Baseball fans are enjoying the World Series between the Houston Astros and the Los Angeles Dodgers. Both teams are convinced that the baseballs used are different from the ones used in regular games. They have voiced their opinions that they are harder to manage because of the way they feel. The balls are described as being slick.

Reactions from pitchers

Tom Verducci of Sports Illustrated reported that the pitchers for both teams agree that there is a change in the baseballs. Verducci added that the condition of the balls is creating problems for the pitchers.

The slicker World Series balls are making it hard to throw a good slider. This is resulting in a higher home run rate.

Astros’ pitcher Justin Verlander said he has definitely noticed a difference, especially when he throws a slider. He indicated that it didn't feel the same, and the sliders he had been pitching end up becoming home runs.

Pitchers on both teams are suffering, especially Houston closer Ken Giles who threw sliders 47 percent of the time in the regular season, but his performance in the World Series has been really bad. His slider rate is noticeable. He has missed 75 percent of the time. Giles can no longer control his best pitch.

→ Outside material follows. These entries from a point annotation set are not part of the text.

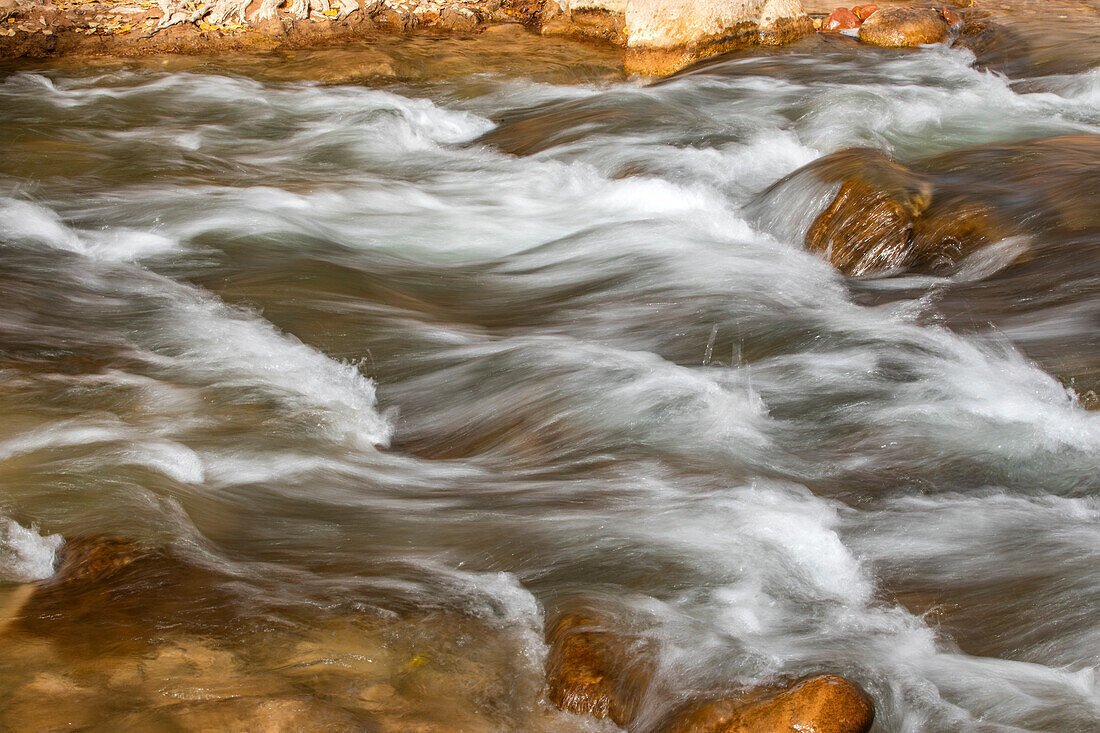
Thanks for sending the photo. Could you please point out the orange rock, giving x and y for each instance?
(840, 19)
(862, 12)
(820, 704)
(904, 26)
(593, 669)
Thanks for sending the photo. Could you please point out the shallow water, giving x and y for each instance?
(403, 362)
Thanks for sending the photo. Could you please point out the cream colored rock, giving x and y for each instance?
(674, 23)
(663, 35)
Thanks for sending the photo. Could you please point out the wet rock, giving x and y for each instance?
(840, 19)
(868, 226)
(110, 591)
(663, 35)
(594, 19)
(459, 20)
(594, 669)
(48, 702)
(903, 26)
(820, 704)
(862, 12)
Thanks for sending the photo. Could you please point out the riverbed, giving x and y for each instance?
(399, 349)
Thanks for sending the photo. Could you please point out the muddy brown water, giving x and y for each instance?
(374, 357)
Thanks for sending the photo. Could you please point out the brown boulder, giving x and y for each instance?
(868, 226)
(112, 592)
(820, 704)
(594, 669)
(898, 28)
(842, 19)
(862, 12)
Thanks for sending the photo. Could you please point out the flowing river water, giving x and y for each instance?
(395, 365)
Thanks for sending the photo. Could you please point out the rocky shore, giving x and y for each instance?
(656, 36)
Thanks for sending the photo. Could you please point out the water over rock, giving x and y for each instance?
(903, 26)
(827, 703)
(886, 217)
(840, 19)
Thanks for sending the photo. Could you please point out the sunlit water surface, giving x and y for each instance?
(377, 363)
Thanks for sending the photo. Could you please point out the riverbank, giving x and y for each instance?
(47, 29)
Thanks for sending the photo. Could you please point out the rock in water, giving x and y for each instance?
(114, 592)
(868, 227)
(820, 704)
(842, 19)
(594, 669)
(862, 12)
(899, 28)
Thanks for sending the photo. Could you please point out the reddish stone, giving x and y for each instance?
(862, 12)
(840, 19)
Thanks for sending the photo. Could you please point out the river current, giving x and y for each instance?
(455, 348)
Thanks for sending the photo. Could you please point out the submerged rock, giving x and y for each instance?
(862, 12)
(594, 669)
(820, 704)
(842, 19)
(904, 26)
(110, 591)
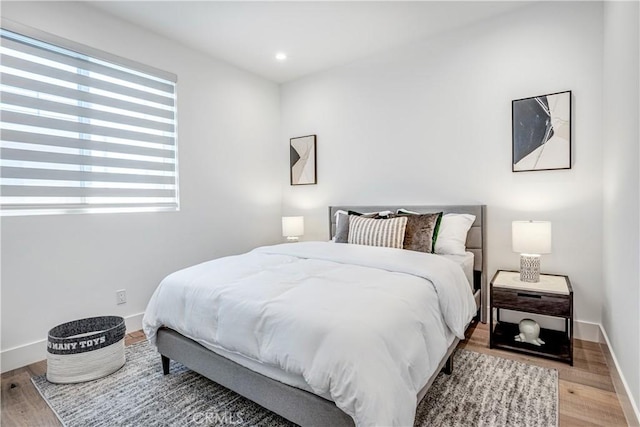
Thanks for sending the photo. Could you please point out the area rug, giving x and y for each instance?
(482, 391)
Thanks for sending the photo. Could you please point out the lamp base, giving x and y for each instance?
(529, 268)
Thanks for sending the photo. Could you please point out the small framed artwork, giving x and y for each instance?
(541, 128)
(302, 152)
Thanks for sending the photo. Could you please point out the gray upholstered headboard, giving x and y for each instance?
(475, 237)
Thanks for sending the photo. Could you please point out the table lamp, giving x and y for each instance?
(531, 239)
(292, 227)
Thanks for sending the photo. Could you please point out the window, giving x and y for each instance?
(82, 130)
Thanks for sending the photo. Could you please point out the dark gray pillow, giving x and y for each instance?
(420, 230)
(342, 229)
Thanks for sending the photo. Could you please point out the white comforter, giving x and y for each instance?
(360, 324)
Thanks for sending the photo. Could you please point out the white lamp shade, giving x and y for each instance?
(531, 237)
(292, 226)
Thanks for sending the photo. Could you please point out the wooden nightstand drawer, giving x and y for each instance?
(532, 302)
(551, 296)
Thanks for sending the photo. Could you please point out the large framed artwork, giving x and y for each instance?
(542, 132)
(302, 152)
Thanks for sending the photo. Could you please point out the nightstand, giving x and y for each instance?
(551, 296)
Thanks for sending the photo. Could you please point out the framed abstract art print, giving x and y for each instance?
(541, 128)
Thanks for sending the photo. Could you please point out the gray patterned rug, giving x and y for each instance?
(482, 391)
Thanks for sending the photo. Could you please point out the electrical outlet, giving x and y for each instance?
(121, 296)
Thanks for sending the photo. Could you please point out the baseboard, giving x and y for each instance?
(587, 331)
(17, 357)
(620, 384)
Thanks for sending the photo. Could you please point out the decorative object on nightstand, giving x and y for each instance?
(292, 227)
(531, 239)
(529, 332)
(551, 296)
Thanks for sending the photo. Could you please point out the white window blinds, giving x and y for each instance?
(82, 130)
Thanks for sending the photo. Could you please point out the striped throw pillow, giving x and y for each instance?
(377, 232)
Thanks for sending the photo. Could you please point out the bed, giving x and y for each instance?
(306, 382)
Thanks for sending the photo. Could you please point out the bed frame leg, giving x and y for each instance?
(165, 364)
(448, 366)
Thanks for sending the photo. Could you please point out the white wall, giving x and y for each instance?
(621, 243)
(59, 268)
(431, 123)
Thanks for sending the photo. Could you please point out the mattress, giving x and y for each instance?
(465, 261)
(291, 312)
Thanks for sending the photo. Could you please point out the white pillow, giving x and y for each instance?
(377, 232)
(340, 212)
(452, 234)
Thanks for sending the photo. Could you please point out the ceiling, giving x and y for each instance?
(315, 35)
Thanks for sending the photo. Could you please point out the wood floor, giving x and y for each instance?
(587, 394)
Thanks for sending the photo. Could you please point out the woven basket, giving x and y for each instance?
(86, 349)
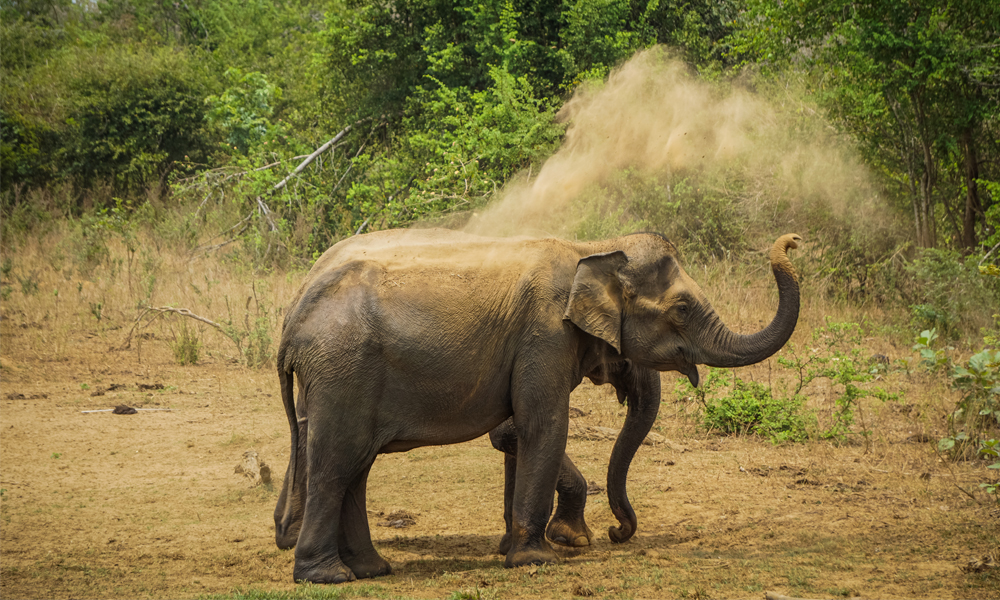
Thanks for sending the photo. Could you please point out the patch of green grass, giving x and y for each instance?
(305, 591)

Even though Charlie Morton doesn't throw sliders, he confirmed that when the ball is slick, he and others can’t manage the baseball and throw it with the same aggressiveness.

Reactions from coaches

Astros pitching coach Brent Strom went so far as to say that the Los Angeles Dodgers won Game 4, 6-2 because of the balls. He said anyone can see and feel the difference because of the grain of the leather. He is wondering why those used in the World Series are different. He showed Sports Illustrated two baseballs side by side, and they did look and feel different.

Dodgers pitching coach Rick Honeycutt said this problem is serious and suggested that the MLB needs to resolve the issue once and for all. He shared that officials have been talking for a while about getting balls like those used in Japan. However, nothing has been done about it.

No difference

Major League Baseball senior vice president of baseball operations, Peter Woodfork said the World Series balls were tested after they were made in Costa Rica. He concluded that the cowhide is used to make all the balls for regular and World Series games. He pointed out that the only difference is the stamping, which was changed from blue ink to gold ink.